According to phase two of the Western Wind and Solar Integration Study, wind- and solar-induced cycling will cause CO2 emissions reductions to fall by less than 0.2 percent. Sulfur dioxide emissions reductions from wind and solar are 5 percent less than expected because of cycling of fossil-fueled generators. Emissions of nitrogen oxides are reduced 2 percent more than expected, the study says.
Increased cycling to accommodate high levels of wind and solar generation increases operating costs by 2 percent to 5 percent for the average fossil-fueled plant, or $35 million to $157 million per year. However, the study also finds that high levels of wind and solar power would reduce fossil fuel costs by approximately $7 billion per year across the West. For the average fossil-fueled plant, this results in an increase in operations and maintenance costs of $0.47 to $1.28 per MWh of generation. The study’s simulations show that from a system perspective, avoided fuel costs are far greater than the increased cycling costs for fossil-fueled plant.
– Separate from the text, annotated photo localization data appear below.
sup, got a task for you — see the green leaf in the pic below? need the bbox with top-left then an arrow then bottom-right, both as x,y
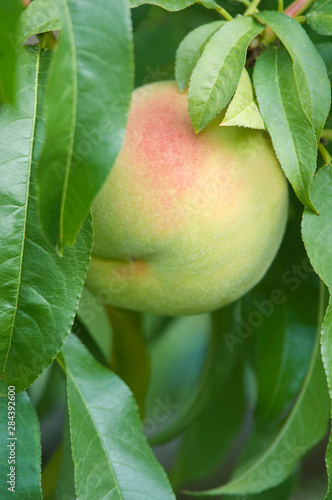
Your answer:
188,298 -> 330,495
244,263 -> 317,427
18,0 -> 61,46
255,11 -> 331,140
170,307 -> 244,488
301,165 -> 332,500
0,46 -> 93,394
37,0 -> 134,251
0,0 -> 23,103
316,42 -> 332,80
175,21 -> 225,92
231,476 -> 295,500
146,314 -> 210,445
0,392 -> 42,499
107,307 -> 149,419
307,0 -> 332,36
253,47 -> 318,211
130,0 -> 221,11
221,69 -> 265,130
189,17 -> 263,132
60,334 -> 176,500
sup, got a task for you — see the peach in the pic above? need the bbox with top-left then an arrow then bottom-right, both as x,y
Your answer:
85,81 -> 288,316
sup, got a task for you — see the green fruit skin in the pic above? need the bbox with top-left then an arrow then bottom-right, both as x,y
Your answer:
86,81 -> 288,316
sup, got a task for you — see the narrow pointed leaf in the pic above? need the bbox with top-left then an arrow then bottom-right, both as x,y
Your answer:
0,392 -> 42,499
0,0 -> 23,103
188,304 -> 330,495
60,334 -> 176,500
18,0 -> 61,46
221,69 -> 265,130
175,21 -> 225,92
307,0 -> 332,36
253,47 -> 317,211
189,17 -> 263,132
37,0 -> 134,251
302,165 -> 332,500
130,0 -> 221,10
255,11 -> 331,139
0,46 -> 93,394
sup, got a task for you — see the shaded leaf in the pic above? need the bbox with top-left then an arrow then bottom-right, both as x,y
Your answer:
253,47 -> 317,211
18,0 -> 61,46
60,334 -> 176,500
170,307 -> 245,488
175,21 -> 224,92
255,11 -> 331,139
37,0 -> 134,251
316,42 -> 332,80
188,296 -> 330,495
221,68 -> 265,130
0,46 -> 93,394
302,165 -> 332,500
146,314 -> 210,445
107,306 -> 149,419
307,0 -> 332,36
130,0 -> 221,10
0,0 -> 22,103
0,392 -> 42,499
189,17 -> 263,132
55,412 -> 76,500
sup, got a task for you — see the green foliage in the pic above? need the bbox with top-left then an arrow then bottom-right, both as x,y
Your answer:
302,166 -> 332,500
189,322 -> 329,496
18,0 -> 61,46
0,46 -> 92,394
0,392 -> 41,499
130,0 -> 221,11
59,334 -> 176,499
189,17 -> 263,131
253,47 -> 317,211
1,0 -> 332,497
307,0 -> 332,36
255,11 -> 330,140
170,307 -> 245,488
37,0 -> 134,251
175,20 -> 225,91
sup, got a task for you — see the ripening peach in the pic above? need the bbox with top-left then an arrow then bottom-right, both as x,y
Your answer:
85,81 -> 288,316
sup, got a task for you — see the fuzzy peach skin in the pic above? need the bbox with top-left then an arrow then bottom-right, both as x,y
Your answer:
85,81 -> 288,316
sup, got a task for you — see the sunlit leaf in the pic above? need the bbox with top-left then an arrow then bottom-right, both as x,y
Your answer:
221,69 -> 265,130
175,21 -> 224,92
255,11 -> 331,139
189,17 -> 263,132
37,0 -> 134,251
0,46 -> 92,394
60,334 -> 176,500
253,47 -> 317,211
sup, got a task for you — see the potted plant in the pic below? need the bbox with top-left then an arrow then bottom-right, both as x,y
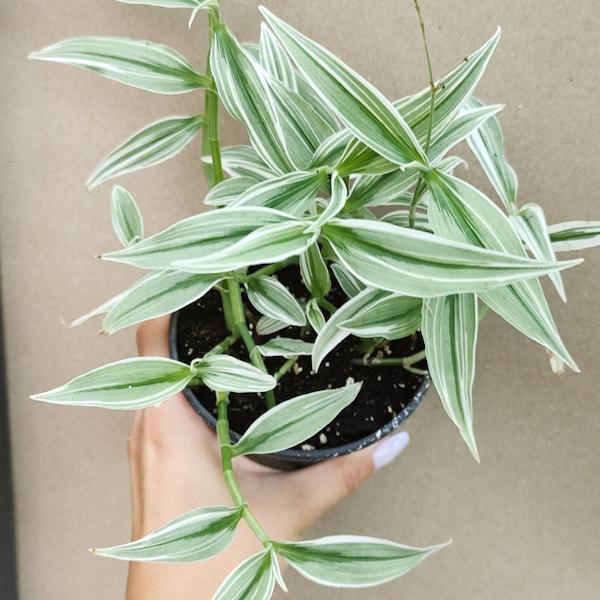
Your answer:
30,0 -> 600,597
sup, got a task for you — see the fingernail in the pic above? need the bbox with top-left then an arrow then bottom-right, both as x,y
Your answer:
373,431 -> 410,470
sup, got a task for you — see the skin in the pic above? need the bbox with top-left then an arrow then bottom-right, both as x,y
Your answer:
126,316 -> 387,599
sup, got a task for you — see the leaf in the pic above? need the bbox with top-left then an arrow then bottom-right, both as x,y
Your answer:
230,170 -> 327,216
259,23 -> 297,90
313,288 -> 388,370
174,220 -> 318,274
306,298 -> 326,333
103,207 -> 290,270
273,535 -> 448,588
512,203 -> 566,301
31,358 -> 193,409
111,186 -> 143,247
548,220 -> 600,252
102,270 -> 224,334
256,316 -> 288,336
211,25 -> 294,174
339,294 -> 422,339
426,170 -> 578,371
307,170 -> 347,232
466,96 -> 518,214
421,294 -> 479,460
246,275 -> 306,326
117,0 -> 213,7
322,218 -> 579,298
87,115 -> 204,189
30,37 -> 210,93
346,168 -> 420,211
217,145 -> 275,181
330,262 -> 366,298
256,338 -> 314,358
260,8 -> 426,167
300,243 -> 331,299
212,548 -> 275,600
232,383 -> 362,456
204,176 -> 257,207
93,505 -> 242,562
69,291 -> 127,327
193,354 -> 276,393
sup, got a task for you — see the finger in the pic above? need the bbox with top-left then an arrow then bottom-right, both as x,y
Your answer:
284,431 -> 410,526
136,315 -> 171,357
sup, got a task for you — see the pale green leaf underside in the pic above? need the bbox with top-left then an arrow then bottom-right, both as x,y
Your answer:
246,275 -> 306,326
111,186 -> 143,247
422,294 -> 479,460
31,358 -> 193,409
30,36 -> 210,93
233,383 -> 362,456
274,535 -> 448,588
88,115 -> 204,189
94,505 -> 242,562
300,242 -> 331,299
194,355 -> 276,393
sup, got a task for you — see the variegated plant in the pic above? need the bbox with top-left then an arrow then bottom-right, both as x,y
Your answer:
30,0 -> 600,597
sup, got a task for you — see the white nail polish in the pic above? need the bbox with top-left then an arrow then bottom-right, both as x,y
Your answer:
373,431 -> 410,470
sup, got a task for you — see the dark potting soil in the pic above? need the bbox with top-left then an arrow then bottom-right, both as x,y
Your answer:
174,266 -> 426,451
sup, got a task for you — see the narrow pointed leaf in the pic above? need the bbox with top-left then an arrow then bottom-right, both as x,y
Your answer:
346,168 -> 420,211
233,383 -> 362,456
322,219 -> 579,298
30,37 -> 210,93
256,316 -> 288,336
427,171 -> 578,371
111,186 -> 143,247
212,549 -> 275,600
211,25 -> 294,173
103,207 -> 289,270
306,298 -> 326,332
300,243 -> 331,299
117,0 -> 215,7
31,358 -> 193,409
246,275 -> 306,326
339,294 -> 422,339
204,177 -> 257,207
330,262 -> 366,298
259,24 -> 297,90
174,220 -> 318,274
512,203 -> 566,301
422,294 -> 479,460
87,115 -> 204,189
466,96 -> 518,214
256,338 -> 314,358
69,291 -> 127,328
93,505 -> 242,562
261,8 -> 426,167
273,535 -> 448,588
307,170 -> 347,232
102,270 -> 224,334
548,220 -> 600,252
193,355 -> 276,393
217,145 -> 275,181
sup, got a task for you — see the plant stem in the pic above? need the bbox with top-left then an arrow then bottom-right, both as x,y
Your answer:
274,356 -> 300,382
216,393 -> 270,545
351,348 -> 427,369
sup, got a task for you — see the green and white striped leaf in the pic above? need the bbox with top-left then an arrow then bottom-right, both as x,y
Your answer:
31,357 -> 193,410
232,383 -> 362,456
93,505 -> 242,562
256,338 -> 314,358
230,170 -> 326,216
426,171 -> 578,371
193,354 -> 276,393
174,220 -> 318,274
346,168 -> 419,211
330,262 -> 366,298
322,218 -> 578,298
256,316 -> 288,336
422,294 -> 479,460
217,146 -> 275,181
211,25 -> 294,174
30,37 -> 210,93
313,288 -> 388,370
300,243 -> 331,299
111,186 -> 143,247
306,298 -> 326,332
259,24 -> 297,91
261,8 -> 427,167
307,170 -> 347,232
102,270 -> 224,335
117,0 -> 214,8
339,294 -> 422,339
70,291 -> 127,328
548,220 -> 600,252
466,96 -> 518,214
246,275 -> 306,326
512,203 -> 566,301
273,536 -> 448,588
204,176 -> 257,207
212,548 -> 275,600
103,207 -> 290,270
87,115 -> 204,189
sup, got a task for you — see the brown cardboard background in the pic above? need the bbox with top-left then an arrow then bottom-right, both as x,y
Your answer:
2,1 -> 599,598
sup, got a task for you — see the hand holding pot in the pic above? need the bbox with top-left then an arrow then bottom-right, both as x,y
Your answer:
126,316 -> 410,600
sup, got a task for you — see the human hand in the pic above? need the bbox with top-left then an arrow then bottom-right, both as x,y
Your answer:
126,316 -> 410,599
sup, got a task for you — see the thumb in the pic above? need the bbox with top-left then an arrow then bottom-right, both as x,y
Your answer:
286,431 -> 410,526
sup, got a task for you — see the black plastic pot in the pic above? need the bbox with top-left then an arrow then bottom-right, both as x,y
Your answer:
169,310 -> 430,471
Because of sunset and sunrise, solar power creates the biggest ramping needs on the grid in this study. However, because we know the path of the sun through the sky every day of the year, system operators can predict these large ramping needs and plan accordingly. Solar variability due to fast-moving clouds is much less predictable, but it creates relatively smaller ramping needs, the study says.
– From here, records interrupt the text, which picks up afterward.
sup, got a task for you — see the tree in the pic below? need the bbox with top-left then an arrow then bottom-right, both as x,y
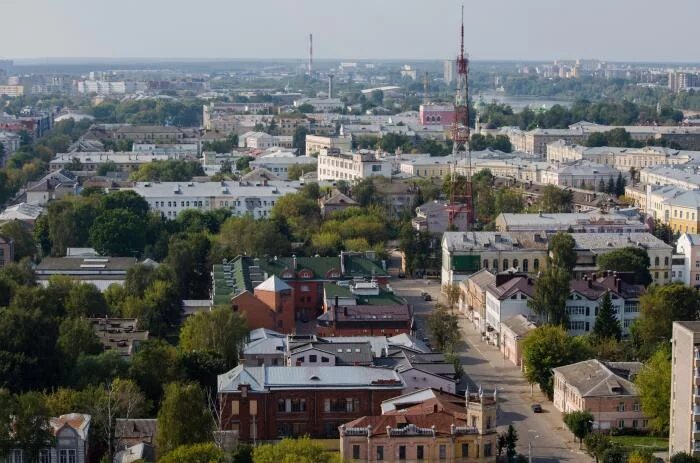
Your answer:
538,185 -> 572,213
159,443 -> 225,463
57,317 -> 103,366
0,389 -> 13,459
652,219 -> 675,245
521,325 -> 592,398
179,307 -> 248,369
65,351 -> 129,390
292,126 -> 309,156
253,437 -> 341,463
101,378 -> 149,459
596,247 -> 652,286
96,161 -> 118,176
633,283 -> 700,357
528,265 -> 570,325
287,163 -> 316,180
350,178 -> 379,207
235,156 -> 254,172
156,382 -> 212,456
101,190 -> 150,217
442,283 -> 461,312
548,232 -> 577,274
0,221 -> 35,261
495,189 -> 523,215
12,392 -> 55,463
497,424 -> 518,460
635,345 -> 671,434
592,292 -> 622,341
89,209 -> 146,257
177,350 -> 227,392
427,304 -> 460,352
628,450 -> 656,463
614,172 -> 626,196
584,433 -> 614,463
563,410 -> 593,447
129,339 -> 179,403
65,282 -> 108,317
165,232 -> 211,299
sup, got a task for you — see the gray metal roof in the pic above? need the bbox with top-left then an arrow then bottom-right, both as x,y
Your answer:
218,365 -> 404,392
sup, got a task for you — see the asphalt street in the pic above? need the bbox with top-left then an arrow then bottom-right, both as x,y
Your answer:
391,278 -> 590,463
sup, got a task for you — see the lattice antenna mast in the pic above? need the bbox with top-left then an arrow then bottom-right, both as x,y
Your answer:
449,4 -> 474,229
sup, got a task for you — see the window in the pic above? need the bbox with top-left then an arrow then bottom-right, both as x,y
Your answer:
617,402 -> 625,412
321,356 -> 330,363
231,400 -> 240,415
325,398 -> 357,412
39,449 -> 50,463
10,449 -> 23,463
493,259 -> 499,271
665,257 -> 669,266
512,259 -> 519,270
484,443 -> 493,457
353,445 -> 361,460
439,444 -> 447,460
503,259 -> 509,269
417,445 -> 425,460
632,419 -> 639,429
59,449 -> 76,463
654,256 -> 659,266
483,259 -> 489,269
633,402 -> 640,412
461,443 -> 469,458
376,446 -> 384,461
618,419 -> 625,429
398,446 -> 406,460
533,259 -> 540,271
309,355 -> 317,363
522,259 -> 529,272
486,415 -> 492,430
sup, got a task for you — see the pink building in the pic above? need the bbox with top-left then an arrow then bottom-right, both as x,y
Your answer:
419,104 -> 455,126
340,388 -> 498,462
553,360 -> 648,432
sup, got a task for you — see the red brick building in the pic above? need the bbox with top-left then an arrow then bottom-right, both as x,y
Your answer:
213,253 -> 389,323
217,365 -> 405,440
229,275 -> 296,332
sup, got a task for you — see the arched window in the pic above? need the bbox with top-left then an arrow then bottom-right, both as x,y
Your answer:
483,260 -> 489,270
493,259 -> 499,272
664,256 -> 669,266
533,259 -> 540,271
654,256 -> 660,266
503,259 -> 509,270
522,259 -> 529,272
513,259 -> 519,270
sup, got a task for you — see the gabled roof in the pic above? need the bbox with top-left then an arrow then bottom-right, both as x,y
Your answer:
501,314 -> 538,338
320,190 -> 358,207
553,359 -> 642,398
50,413 -> 91,440
486,276 -> 535,300
255,275 -> 292,292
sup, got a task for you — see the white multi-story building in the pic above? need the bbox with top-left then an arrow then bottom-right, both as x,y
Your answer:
540,160 -> 621,189
293,98 -> 344,112
249,151 -> 317,180
132,143 -> 199,157
670,321 -> 700,457
239,131 -> 293,150
76,80 -> 134,95
49,152 -> 177,174
0,85 -> 24,97
317,149 -> 392,182
546,141 -> 700,169
640,165 -> 700,190
305,135 -> 352,156
128,181 -> 298,219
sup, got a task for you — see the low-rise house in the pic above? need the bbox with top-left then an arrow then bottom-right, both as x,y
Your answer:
500,314 -> 537,368
340,388 -> 498,462
374,349 -> 458,393
89,318 -> 149,357
241,329 -> 430,368
228,275 -> 296,333
249,151 -> 316,180
676,233 -> 700,287
113,418 -> 157,463
217,365 -> 405,440
318,281 -> 412,337
319,189 -> 358,217
459,268 -> 495,331
553,360 -> 647,432
0,202 -> 44,226
36,255 -> 138,291
484,272 -> 536,345
8,413 -> 91,463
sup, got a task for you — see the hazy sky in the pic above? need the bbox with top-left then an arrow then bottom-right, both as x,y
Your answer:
1,0 -> 698,62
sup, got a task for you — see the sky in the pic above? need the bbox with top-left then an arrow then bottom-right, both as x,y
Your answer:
1,0 -> 699,63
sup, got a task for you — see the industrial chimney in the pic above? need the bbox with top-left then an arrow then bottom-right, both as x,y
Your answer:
308,33 -> 313,76
328,73 -> 334,99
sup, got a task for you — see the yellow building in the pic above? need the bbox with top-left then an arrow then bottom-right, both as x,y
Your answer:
662,190 -> 700,233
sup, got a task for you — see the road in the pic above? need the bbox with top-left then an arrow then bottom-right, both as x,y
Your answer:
391,278 -> 589,463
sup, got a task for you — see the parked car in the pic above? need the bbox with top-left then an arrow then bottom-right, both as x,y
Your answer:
423,293 -> 432,301
531,403 -> 543,413
398,272 -> 405,278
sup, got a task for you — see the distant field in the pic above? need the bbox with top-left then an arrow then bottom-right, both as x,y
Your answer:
610,435 -> 668,452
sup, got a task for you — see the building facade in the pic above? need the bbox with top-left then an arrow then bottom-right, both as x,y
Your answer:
670,321 -> 700,457
317,150 -> 392,182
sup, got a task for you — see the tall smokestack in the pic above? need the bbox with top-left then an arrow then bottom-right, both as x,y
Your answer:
328,73 -> 334,99
308,33 -> 313,76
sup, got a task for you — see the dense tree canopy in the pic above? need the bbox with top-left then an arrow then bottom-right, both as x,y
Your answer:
597,247 -> 652,286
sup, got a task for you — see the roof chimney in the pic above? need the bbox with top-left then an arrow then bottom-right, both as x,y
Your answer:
343,306 -> 348,316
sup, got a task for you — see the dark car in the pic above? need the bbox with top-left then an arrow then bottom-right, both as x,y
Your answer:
423,293 -> 432,301
531,403 -> 543,413
398,272 -> 406,278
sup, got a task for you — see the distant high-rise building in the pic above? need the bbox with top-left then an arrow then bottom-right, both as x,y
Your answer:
443,59 -> 456,84
669,70 -> 700,93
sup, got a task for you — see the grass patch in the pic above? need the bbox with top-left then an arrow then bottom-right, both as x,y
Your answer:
610,435 -> 668,452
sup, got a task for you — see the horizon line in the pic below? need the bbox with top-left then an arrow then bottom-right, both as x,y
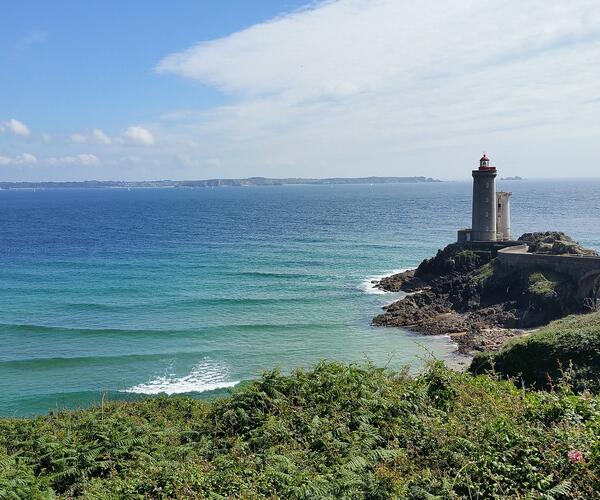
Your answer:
1,175 -> 600,186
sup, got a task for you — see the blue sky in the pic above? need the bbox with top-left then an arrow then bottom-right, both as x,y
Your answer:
1,0 -> 600,181
1,1 -> 305,132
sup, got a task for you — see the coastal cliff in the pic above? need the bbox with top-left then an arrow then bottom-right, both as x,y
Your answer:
372,232 -> 599,353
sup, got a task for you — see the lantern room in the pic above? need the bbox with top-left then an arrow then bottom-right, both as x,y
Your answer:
479,153 -> 496,172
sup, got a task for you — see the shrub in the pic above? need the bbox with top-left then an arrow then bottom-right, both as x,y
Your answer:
1,361 -> 598,498
527,270 -> 565,296
470,312 -> 600,392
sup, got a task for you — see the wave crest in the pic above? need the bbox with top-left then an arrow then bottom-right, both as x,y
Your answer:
122,359 -> 239,395
360,268 -> 412,295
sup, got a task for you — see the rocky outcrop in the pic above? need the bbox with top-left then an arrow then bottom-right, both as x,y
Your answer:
518,231 -> 599,256
372,233 -> 596,354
By contrast, errors in day-ahead wind forecasts can make it challenging for operators to decide which power plants need to be online the next day. However, because forecast accuracy increases four hours ahead compared with 24 hours ahead, a four-hour-ahead decision on whether to start up those power plants that can be ramped up relatively quickly can help to mitigate these forecast errors.
In August, NREL published a report on the land use requirements of solar power plants based on actual land-use practices from existing solar facilities.
The report, Land-use Requirements for Solar Power Plants in the United States, shows results from data gathered from 72 percent of the solar power plants installed or under construction in the United States. Among the findings:
- A large fixed tilt photovoltaic plant that generates 1 GWh per year requires, on average, 2.8 acres for the solar panels. This means that a solar power plant that provides all of the electricity for 1,000 homes would require 32 acres of land.
- Small single-axis PV systems require on average 2.9 acres per annual GWh – or 3.8 acres when considering all unused area that falls inside the project boundary.
- Concentrating solar power plants require on average 2.7 acres for solar collectors and other equipment per annual GWh; 3.5 acres for all land enclosed within the project boundary.